Mark and he stayed friends. The straw boater had married Mark in an attempt to marry old England. Mark realized this, as the bickering got worse. 'He's a bit of a fraud, actually,' Mark said lightly to Michael in the student bar. 'He's moved out. I'm doing some reassessing. I'm beginning to understand that, as much as I love it, the Army and I aren't meant for each other either.'

It would be illegal, in fact.

Mark became someone who added up. This made him less surprising. He dropped his science course, and took art history. He saved money to pay back the Army for their grants. He went on to run an art gallery. Somewhere in all those changes, he and Michael managed to become best friends, especially after Michael had met Philip.

Philip worshipped Mark. My ex-Army gallery owner who also plays rugby, Philip enthused, and took him to parties without Michael. Mark could more than hold his own at arty gatherings at which he doggedly wore blazers and cravats.

Mark never introduced his boyfriends. Mark's boyfriends evidently were not quite fit to be introduced. It was the first time that Michael noted a tendency in Mark towards secrecy. He kept aspects of his life in separate compartments.

Mark had developed a taste for leather and rough trade. He moved in with a rich banker, but they weren't lovers. They shared servants, and a games room, and gave parties in which people wore leather crotchless knickers. They called their joint townhouse the Cock Exchange. Michael never really felt comfortable with the grandees he met there, or the way in which the banker, especially, treated the people who worked for him.

Mark's face and manner remained disconcertingly fresh-faced. His eyebrows went prematurely shaggy, like an old general's, but there was something in his expression that reminded Michael of a child. He looked like a little boy who could play innocent.

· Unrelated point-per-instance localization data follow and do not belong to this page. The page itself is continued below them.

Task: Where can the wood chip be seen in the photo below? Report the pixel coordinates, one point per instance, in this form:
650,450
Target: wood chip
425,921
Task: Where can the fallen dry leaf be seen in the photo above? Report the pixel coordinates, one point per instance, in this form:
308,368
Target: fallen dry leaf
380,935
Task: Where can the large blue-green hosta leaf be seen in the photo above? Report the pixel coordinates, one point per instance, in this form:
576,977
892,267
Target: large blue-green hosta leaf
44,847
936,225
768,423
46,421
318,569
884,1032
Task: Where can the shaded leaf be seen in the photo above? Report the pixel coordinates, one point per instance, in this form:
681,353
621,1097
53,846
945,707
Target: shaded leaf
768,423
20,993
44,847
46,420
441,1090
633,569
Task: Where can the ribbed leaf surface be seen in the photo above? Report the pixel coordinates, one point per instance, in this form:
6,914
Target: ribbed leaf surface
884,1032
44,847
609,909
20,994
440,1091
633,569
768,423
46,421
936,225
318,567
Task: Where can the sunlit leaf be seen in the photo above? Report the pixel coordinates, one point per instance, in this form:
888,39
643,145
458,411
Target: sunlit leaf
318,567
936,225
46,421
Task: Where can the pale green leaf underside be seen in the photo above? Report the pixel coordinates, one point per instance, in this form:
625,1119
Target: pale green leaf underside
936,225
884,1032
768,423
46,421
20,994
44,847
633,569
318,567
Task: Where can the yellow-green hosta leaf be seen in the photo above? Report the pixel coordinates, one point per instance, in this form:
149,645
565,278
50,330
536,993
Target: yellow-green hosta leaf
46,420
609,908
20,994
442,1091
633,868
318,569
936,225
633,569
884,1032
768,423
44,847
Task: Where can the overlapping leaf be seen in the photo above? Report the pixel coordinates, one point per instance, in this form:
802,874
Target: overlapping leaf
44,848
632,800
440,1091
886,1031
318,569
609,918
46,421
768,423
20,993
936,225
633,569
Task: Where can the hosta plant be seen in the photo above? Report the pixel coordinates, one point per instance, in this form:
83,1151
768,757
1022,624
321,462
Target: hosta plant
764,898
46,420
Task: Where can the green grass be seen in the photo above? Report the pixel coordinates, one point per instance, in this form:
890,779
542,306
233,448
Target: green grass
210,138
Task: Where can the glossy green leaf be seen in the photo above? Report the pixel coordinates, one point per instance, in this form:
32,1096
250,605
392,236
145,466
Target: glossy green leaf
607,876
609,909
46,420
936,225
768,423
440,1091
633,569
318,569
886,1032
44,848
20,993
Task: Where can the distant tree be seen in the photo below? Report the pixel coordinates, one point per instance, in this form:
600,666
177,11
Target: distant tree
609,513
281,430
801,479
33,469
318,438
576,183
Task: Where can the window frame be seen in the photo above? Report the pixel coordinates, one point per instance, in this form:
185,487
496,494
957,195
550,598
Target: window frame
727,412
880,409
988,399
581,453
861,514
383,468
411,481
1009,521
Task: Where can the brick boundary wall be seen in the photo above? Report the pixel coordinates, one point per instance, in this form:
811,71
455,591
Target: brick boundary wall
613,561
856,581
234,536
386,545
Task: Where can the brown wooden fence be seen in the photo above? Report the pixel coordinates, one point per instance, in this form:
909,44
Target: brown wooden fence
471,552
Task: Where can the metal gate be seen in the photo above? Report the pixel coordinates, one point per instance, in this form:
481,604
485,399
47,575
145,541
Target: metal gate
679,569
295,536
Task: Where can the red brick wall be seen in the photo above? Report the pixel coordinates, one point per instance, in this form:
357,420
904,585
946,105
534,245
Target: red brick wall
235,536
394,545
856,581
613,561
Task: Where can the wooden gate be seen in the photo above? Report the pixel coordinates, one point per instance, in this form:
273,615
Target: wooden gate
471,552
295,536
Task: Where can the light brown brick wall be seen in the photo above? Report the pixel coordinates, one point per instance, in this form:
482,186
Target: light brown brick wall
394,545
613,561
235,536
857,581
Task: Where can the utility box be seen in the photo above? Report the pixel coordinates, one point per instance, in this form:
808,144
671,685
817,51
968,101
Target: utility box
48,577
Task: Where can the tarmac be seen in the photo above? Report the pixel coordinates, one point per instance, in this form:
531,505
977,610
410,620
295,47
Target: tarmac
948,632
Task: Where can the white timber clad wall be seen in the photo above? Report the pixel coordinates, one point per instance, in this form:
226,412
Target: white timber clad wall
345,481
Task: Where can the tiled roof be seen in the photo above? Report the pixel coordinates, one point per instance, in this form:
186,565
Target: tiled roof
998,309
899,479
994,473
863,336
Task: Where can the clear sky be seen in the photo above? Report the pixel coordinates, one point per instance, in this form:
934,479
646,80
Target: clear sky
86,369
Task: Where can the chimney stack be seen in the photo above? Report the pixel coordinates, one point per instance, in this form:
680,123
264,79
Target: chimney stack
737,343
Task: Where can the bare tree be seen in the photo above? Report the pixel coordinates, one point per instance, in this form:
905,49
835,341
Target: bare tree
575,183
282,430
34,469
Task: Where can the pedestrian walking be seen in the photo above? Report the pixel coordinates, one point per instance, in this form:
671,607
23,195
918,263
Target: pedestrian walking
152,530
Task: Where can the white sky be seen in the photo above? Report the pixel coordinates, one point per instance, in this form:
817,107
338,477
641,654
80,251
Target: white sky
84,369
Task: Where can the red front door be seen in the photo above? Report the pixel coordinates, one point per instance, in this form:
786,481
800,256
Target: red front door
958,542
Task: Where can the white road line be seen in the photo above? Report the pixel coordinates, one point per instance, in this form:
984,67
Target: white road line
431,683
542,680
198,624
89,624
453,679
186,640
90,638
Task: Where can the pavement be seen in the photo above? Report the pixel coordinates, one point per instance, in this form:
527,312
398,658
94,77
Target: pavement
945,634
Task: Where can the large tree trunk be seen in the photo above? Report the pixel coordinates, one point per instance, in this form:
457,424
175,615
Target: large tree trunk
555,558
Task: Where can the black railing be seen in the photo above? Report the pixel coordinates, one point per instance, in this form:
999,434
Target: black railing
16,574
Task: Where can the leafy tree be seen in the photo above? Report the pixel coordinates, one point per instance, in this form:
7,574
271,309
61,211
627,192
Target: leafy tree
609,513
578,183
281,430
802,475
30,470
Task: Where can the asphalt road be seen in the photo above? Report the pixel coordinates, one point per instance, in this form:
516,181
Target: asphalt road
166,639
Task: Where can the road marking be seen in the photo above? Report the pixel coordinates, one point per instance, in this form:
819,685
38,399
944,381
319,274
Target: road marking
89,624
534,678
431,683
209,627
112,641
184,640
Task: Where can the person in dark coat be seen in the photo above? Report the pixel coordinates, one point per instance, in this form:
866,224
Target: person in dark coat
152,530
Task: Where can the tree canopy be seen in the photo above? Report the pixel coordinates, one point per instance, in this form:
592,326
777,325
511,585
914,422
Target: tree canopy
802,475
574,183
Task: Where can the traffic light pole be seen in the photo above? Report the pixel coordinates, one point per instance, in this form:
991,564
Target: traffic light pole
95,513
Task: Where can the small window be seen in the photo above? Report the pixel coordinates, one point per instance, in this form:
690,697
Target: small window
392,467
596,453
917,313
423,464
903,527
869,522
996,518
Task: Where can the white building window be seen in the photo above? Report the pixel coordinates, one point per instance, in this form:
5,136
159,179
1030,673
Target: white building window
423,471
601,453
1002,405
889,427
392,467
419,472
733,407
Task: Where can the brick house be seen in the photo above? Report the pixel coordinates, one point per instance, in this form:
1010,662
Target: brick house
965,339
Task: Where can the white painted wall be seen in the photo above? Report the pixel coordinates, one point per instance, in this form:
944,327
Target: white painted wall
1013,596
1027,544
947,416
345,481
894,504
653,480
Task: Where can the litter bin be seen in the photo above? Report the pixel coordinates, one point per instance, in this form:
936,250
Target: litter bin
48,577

Mark began to be away a lot on business or make excuses when invited to dinner, and to drive an old banger which he saw no point in replacing. He was ill and didn't want Michael to worry.

What do you say to someone who has died and who was one of the few people you could really talk to?

Perhaps you look at his face, suddenly returned to you, and consider saying all the things you never had a chance to say. You consider saying: you were a hero to me. You were so many things; it wasn't just the Army or the sport. There was your political work for the Labour Party, though everything about you signalled Tory. There was the way you knew the market value of every piece that came your way, including things you hated like the Pre-Raphaelites. There was the way you could explain to me how Picasso was a genius, so that I've seen Picasso differently ever since. There was the way you fixed your car, and the way you spent all Saturday afternoon playing rugby and two hours every Sunday morning tending your stocks and shares. There was the way you could give me advice on how to apply for research grants, advice that worked, or who at the Poly knew they had support in high places. You were astute and kind and sensible and strong.